After all, empathy is essentially the same phenomenon as 'sympathy' which originally meant feeling the same as someone else (as with a sympathetic resonance in acoustics) it is a somewhat passive response.
But if a doctor is - for example - performing a painful procedure like taking blood; it is important that he does Not feel the pain he is inflicting (for the patient's own good). This was something I had to learn - at first I felt a bit dizzy when taking blood, because I co-experienced some of the pain; until repetition made me able to focus on doing the job well (rather than being overwhelmed by feelings).
When I was a psychiatrist, I was sometimes excessively affected by empathy e.g. for patients with severe endogenous depression. This may have clouded my judgment, and put me off the work; and did not help the patients.
Of course, it is at other times very valuable for a doctor to feel empathy, in order to understand the patient's situation and experiences.
My point is that empathy is not always a good thing, and is sometimes a bad thing - despite that a capacity for empathy is part of what makes us human.
In other words, empathy is Not the highest value, and ideally needs to be regulated by higher values.
Excellent observations, Bruce. I remember my grandfather who was a doctor telling me exactly the same thing. Too much feeling clouds judgement.
This goes back to your recent post about pitfalls. This is one of my favorite quotes from C.S Lewis.
"He (the devil) always sends errors into the world in pairs--pairs of opposites...He relies on your extra dislike of one to draw you gradually into the opposite one. But do not let us be fooled. We have to keep our eyes on the goal and go straight through between both errors. We have no other concern than that with either of them.”
Empathy is an important value. Jesus certainly displayed compassion.

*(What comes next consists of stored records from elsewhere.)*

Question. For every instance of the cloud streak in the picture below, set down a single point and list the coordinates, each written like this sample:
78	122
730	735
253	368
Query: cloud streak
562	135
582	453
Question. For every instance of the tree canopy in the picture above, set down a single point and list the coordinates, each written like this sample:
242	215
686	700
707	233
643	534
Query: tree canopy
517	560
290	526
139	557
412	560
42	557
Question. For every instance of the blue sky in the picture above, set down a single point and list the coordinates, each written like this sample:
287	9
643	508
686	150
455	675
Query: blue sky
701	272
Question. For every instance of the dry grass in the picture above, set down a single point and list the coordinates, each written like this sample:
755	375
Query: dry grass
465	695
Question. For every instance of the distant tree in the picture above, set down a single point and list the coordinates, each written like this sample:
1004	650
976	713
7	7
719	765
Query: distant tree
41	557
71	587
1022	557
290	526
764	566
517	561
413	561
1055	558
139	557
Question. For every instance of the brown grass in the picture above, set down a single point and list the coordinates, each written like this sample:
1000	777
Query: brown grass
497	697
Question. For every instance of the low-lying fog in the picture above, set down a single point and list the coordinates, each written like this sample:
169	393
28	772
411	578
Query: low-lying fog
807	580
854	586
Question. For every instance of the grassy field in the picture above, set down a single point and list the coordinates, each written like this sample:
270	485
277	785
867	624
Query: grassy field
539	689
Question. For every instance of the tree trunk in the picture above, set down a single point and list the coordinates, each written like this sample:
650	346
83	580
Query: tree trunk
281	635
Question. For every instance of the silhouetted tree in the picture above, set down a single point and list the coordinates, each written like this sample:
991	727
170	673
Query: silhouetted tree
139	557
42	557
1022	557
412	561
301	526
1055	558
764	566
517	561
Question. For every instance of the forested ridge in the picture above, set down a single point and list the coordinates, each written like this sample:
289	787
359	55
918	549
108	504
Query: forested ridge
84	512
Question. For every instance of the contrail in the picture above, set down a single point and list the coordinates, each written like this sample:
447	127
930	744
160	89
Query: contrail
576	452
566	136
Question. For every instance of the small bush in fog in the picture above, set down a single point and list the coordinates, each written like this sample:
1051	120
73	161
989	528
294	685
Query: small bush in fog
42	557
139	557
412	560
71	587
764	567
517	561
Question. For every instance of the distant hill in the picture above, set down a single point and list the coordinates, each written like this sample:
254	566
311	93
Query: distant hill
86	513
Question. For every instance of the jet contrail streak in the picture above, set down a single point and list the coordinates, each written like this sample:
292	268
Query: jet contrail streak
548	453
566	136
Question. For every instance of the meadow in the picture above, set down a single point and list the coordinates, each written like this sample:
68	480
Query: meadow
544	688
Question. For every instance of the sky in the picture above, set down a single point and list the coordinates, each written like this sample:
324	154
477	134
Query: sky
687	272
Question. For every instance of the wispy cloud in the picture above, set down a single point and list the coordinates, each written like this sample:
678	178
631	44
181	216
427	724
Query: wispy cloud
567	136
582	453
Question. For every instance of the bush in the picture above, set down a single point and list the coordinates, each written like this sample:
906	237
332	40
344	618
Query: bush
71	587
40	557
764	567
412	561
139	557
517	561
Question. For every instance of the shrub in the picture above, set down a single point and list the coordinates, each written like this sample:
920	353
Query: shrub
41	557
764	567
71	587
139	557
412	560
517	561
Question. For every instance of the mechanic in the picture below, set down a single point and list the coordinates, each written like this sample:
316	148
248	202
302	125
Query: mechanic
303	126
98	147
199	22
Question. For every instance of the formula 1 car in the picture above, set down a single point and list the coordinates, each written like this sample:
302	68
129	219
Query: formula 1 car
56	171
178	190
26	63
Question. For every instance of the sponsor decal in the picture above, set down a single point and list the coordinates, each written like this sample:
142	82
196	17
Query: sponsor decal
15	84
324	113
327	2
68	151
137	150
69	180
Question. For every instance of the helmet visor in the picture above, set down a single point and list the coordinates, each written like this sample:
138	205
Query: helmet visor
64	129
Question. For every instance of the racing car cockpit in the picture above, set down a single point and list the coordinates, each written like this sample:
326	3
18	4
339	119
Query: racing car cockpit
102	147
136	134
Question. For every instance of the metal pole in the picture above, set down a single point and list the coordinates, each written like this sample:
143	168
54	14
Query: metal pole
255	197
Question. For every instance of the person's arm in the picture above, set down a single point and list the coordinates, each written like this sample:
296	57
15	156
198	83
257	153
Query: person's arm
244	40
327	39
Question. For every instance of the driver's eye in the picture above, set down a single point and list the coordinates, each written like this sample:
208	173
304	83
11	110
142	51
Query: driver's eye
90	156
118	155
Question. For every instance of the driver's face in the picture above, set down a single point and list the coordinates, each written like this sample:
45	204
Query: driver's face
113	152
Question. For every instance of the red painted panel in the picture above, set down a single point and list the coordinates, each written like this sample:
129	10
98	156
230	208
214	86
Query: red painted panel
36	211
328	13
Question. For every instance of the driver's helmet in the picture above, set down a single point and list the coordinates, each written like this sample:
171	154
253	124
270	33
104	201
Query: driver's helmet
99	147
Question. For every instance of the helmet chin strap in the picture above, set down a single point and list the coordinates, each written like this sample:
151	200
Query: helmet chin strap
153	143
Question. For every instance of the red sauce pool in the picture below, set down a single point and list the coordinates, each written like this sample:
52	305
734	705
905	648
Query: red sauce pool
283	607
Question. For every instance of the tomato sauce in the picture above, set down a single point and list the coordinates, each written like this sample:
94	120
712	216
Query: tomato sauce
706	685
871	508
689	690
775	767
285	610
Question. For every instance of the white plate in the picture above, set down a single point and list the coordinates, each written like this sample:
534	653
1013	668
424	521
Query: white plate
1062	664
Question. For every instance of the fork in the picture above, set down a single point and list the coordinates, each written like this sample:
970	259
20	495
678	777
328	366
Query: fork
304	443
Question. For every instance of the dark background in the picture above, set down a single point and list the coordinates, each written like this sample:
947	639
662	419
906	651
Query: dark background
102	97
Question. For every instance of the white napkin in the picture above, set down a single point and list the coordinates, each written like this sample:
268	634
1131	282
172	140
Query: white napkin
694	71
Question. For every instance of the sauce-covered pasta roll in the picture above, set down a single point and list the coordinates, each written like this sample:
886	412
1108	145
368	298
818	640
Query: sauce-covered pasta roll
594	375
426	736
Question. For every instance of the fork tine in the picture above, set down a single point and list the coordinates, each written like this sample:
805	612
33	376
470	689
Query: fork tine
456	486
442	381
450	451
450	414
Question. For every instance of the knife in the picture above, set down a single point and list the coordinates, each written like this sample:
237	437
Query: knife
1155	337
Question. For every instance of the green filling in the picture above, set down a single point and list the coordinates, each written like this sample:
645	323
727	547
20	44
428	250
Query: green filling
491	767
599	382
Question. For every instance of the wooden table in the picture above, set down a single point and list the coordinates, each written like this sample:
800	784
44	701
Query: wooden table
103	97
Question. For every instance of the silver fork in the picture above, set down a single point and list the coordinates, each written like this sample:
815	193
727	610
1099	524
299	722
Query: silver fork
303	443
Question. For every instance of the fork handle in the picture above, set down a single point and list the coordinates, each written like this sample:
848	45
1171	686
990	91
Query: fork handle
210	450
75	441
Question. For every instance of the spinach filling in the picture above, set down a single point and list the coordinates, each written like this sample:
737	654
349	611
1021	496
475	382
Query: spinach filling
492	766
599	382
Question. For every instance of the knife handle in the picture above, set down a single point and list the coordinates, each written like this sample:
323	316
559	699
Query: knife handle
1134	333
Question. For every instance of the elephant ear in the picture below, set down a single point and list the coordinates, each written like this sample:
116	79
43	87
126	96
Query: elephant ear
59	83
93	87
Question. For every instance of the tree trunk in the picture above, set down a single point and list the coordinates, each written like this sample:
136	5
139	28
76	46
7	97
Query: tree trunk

However, we need to remember as 1 Cor. 13 states that "love does not delight in evil but rejoices in truth". A popular phrase among my generation is "love is love". This is used to justify primarily sexual sin, but it can be used to whitewash any sin. Love can be mistaken for sentimentality. However, this is a false love that will do far more harm than good.
Empathy, as you say Lady M, is an important value but it is not love for, as you also point out, real love delights in truth. We need to think as well as feel. Either one without the other becomes a fault and leads to evil.